Each snowfall brings many visitors to the Arnold Arboretum, drawn to the landscape as a beautiful haven for skiing, sledding, snowshoeing, snowboarding, as well as walking and running. As soon as the snow begins to fall, our staff is mobilized to clear snow and keep our roads passable. On these snowy days, visitors occasionally ask why we don’t use deicing salts to clear interior Arboretum roads. The short answer is that concern for the long-term health of our plants and the soil they grow in requires employing different approaches than those used outside our gates.  

Laura Mele with shovel and snow blower
Horticulturist Laura Mele during snow cleanup at the Arboretum. Colin McCallum-Cook

Salt Contamination and Plants

The rock salt used on city streets excels in removing snow and ice. However, resulting saltwater runoff can also harm plants, especially trees and shrubs. When plows push through ice melt and snow, the salty spray lands directly on branches, stems, and buds. It also coats evergreen leaves and needles. The drying saltwater then desiccates porous surfaces. This damages developing leaf and flower buds, causing poor development or die back in the summer. A coating of salt water can also kill evergreen foliage unless it is washed off. 
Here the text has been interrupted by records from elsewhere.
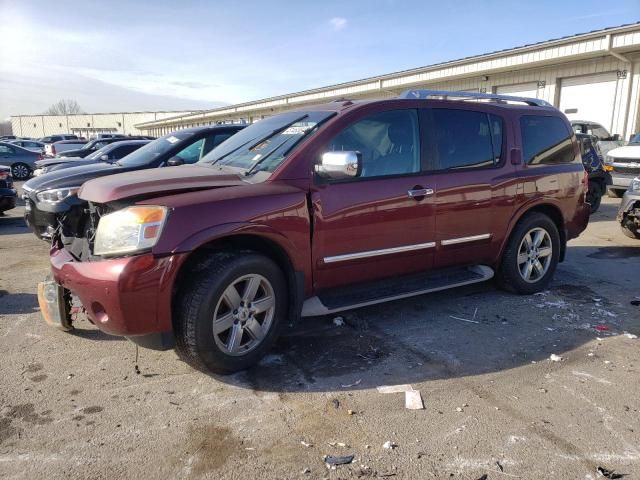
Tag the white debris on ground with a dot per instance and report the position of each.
(412, 397)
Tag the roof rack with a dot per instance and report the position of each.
(424, 94)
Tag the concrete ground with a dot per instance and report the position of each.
(496, 406)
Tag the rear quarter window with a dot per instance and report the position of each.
(546, 141)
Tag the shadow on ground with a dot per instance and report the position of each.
(18, 303)
(11, 225)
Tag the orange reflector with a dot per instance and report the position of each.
(148, 214)
(151, 232)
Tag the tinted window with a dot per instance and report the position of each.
(387, 141)
(462, 139)
(545, 140)
(6, 151)
(151, 151)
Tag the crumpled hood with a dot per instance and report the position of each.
(630, 151)
(70, 177)
(160, 181)
(47, 162)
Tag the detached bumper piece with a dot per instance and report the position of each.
(54, 306)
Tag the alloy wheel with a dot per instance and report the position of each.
(535, 254)
(20, 172)
(244, 314)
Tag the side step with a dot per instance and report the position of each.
(365, 294)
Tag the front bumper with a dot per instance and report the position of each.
(41, 223)
(629, 202)
(127, 296)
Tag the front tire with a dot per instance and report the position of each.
(614, 193)
(229, 312)
(594, 196)
(531, 256)
(20, 171)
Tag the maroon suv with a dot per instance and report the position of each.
(320, 210)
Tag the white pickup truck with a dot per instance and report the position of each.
(56, 148)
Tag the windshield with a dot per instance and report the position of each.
(265, 144)
(154, 149)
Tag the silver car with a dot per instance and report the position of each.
(21, 160)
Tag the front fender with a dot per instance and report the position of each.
(228, 231)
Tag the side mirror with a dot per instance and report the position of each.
(339, 165)
(174, 162)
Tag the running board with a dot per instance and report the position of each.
(371, 293)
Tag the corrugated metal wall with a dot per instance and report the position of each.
(36, 126)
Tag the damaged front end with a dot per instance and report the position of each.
(629, 211)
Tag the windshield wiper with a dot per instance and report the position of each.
(267, 155)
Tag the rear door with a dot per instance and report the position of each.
(380, 223)
(475, 187)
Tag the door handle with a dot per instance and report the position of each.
(419, 192)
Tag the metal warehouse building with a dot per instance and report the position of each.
(85, 124)
(590, 76)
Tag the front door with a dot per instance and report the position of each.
(380, 223)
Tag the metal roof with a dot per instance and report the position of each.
(484, 56)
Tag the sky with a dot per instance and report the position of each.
(167, 55)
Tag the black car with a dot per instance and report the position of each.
(593, 163)
(109, 153)
(52, 196)
(8, 194)
(97, 144)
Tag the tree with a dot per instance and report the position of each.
(64, 107)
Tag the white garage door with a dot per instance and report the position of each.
(590, 97)
(520, 90)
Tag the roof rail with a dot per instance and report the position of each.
(424, 94)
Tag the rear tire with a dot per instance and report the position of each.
(229, 312)
(20, 171)
(614, 193)
(531, 256)
(594, 196)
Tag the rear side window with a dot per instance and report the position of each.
(462, 139)
(546, 141)
(124, 150)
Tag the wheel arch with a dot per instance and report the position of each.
(260, 243)
(550, 210)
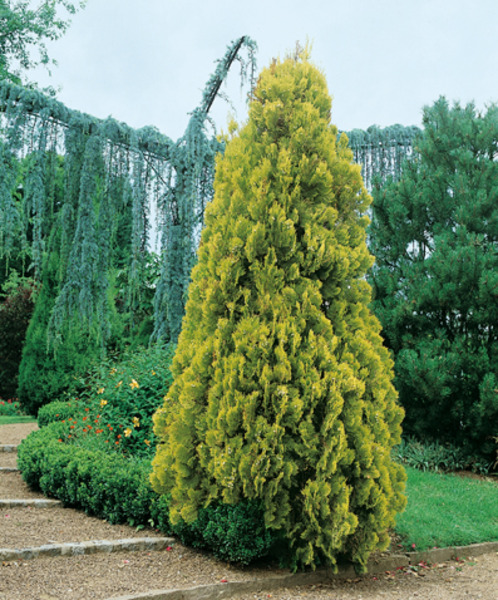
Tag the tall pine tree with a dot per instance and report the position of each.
(282, 389)
(435, 235)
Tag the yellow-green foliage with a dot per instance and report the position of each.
(282, 389)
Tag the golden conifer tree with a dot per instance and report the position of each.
(282, 389)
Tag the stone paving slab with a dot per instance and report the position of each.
(90, 547)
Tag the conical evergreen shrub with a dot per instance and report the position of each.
(282, 389)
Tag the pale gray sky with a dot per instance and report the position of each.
(145, 62)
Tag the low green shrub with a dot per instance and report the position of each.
(118, 406)
(116, 487)
(104, 484)
(56, 411)
(434, 456)
(232, 533)
(10, 408)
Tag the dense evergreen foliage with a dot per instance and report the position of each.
(16, 309)
(435, 235)
(282, 390)
(76, 199)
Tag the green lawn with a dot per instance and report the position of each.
(8, 420)
(448, 510)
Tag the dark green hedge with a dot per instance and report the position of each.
(116, 488)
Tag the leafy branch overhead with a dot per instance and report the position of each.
(25, 29)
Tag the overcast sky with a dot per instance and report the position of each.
(145, 62)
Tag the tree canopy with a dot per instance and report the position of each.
(25, 27)
(282, 391)
(435, 235)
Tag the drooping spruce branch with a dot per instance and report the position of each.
(381, 152)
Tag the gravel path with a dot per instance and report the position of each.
(100, 577)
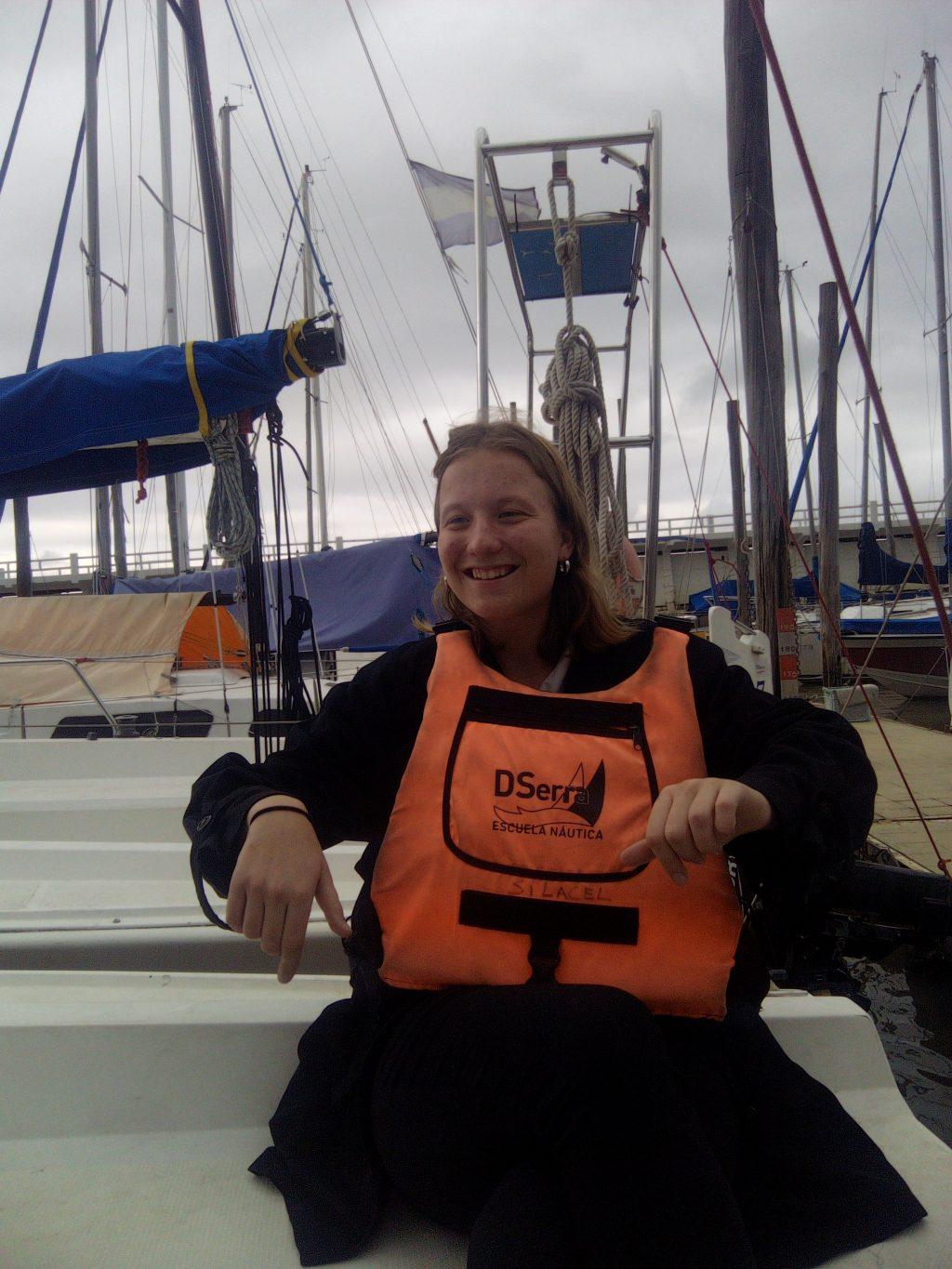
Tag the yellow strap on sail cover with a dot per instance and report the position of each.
(291, 353)
(195, 390)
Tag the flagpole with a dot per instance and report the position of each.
(445, 259)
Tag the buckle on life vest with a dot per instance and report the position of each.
(546, 923)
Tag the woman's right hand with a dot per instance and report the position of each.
(278, 875)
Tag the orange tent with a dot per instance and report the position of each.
(200, 646)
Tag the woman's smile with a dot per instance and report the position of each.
(500, 543)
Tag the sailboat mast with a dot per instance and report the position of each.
(209, 181)
(315, 441)
(867, 337)
(96, 309)
(176, 499)
(96, 299)
(225, 119)
(941, 313)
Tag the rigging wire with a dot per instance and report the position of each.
(419, 191)
(301, 96)
(24, 94)
(323, 279)
(781, 510)
(44, 315)
(364, 383)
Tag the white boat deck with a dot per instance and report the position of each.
(94, 872)
(142, 1098)
(131, 905)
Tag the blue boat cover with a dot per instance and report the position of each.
(364, 598)
(75, 409)
(879, 569)
(607, 249)
(895, 626)
(728, 594)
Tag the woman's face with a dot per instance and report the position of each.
(500, 543)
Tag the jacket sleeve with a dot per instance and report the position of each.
(346, 765)
(809, 763)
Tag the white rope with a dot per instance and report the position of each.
(574, 403)
(230, 524)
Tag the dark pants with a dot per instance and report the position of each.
(560, 1127)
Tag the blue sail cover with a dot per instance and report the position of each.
(879, 569)
(364, 598)
(82, 407)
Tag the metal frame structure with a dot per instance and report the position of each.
(486, 153)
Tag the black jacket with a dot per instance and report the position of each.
(815, 1184)
(347, 763)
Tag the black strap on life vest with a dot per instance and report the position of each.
(548, 921)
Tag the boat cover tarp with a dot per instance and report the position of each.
(728, 594)
(364, 598)
(878, 567)
(872, 619)
(82, 407)
(125, 645)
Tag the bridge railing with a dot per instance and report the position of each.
(680, 531)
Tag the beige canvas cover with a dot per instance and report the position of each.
(125, 645)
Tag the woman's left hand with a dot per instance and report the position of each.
(694, 819)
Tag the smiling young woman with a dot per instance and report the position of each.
(500, 486)
(555, 1004)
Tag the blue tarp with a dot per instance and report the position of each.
(75, 409)
(728, 594)
(364, 598)
(605, 251)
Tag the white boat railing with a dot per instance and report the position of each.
(77, 569)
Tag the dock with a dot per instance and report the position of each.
(927, 760)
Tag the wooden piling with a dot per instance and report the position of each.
(760, 308)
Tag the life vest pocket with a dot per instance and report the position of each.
(548, 787)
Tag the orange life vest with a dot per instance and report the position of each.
(500, 859)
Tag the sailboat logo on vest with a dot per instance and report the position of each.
(549, 807)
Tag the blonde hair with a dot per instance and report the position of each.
(579, 615)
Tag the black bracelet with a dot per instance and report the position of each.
(295, 810)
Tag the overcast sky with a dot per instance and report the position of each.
(523, 70)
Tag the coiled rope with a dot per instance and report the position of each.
(230, 524)
(574, 403)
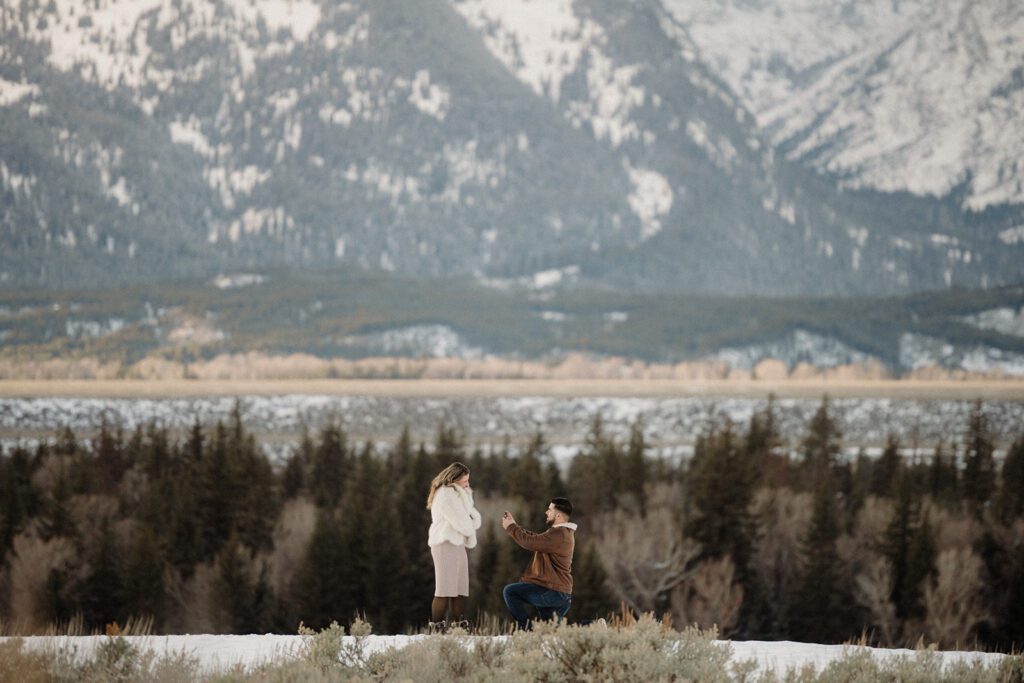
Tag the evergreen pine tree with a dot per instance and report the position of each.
(109, 458)
(527, 482)
(57, 520)
(100, 594)
(943, 478)
(144, 590)
(414, 523)
(721, 484)
(635, 467)
(885, 471)
(820, 610)
(763, 445)
(820, 446)
(242, 599)
(1011, 498)
(216, 505)
(591, 597)
(330, 466)
(910, 550)
(979, 466)
(294, 478)
(322, 585)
Saltwater runoff in high concentrations also damages soils. The sodium and chloride within salt water displace potassium and phosphorous, nutrients essential for plant health. During the growing season, some species that absorb high quantities of these minerals essentially die from salt poisoning. Altered mineral composition can increase soil compaction as well, reducing water infiltration and future availability for plant uptake. Of course, many plant species thrive in salty conditions. This is why some coastal species now grow along Massachusetts’ heavily salted inland highways.  

Keeping Roads Safe

Bob Ervin operates the sander
Arborist Bob Ervin spreading sand along Hemlock Hill Road. Rachel Brinkman

Unfortunately, some of our most salt-sensitive species grow around or nearby shaded, slippery roads. These include hemlocks, crabapples, white pines, and larches. We reduce slipperiness in these areas by liberally applying sand after each storm and every morning after. Arboretum staff do use deicing salt around entrances, parking areas, and buildings for public and staff safety. In these cases, we follow best practices by using only as much as needed and by consistently monitoring for future applications.

Arboretum staff work tremendously hard keeping the grounds accessible, even on weekends and holidays, regardless of the weather. Remaining open year round for public enjoyment is an essential part of our mission. However, if you think we missed a spot that is a safety concern, please let someone know. Call the Arboretum Ambassador at 857-268-3185 or flag down a staff member. This will help us safeguard both our valued visitors and valued plants, even during Boston’s slippery winter weather.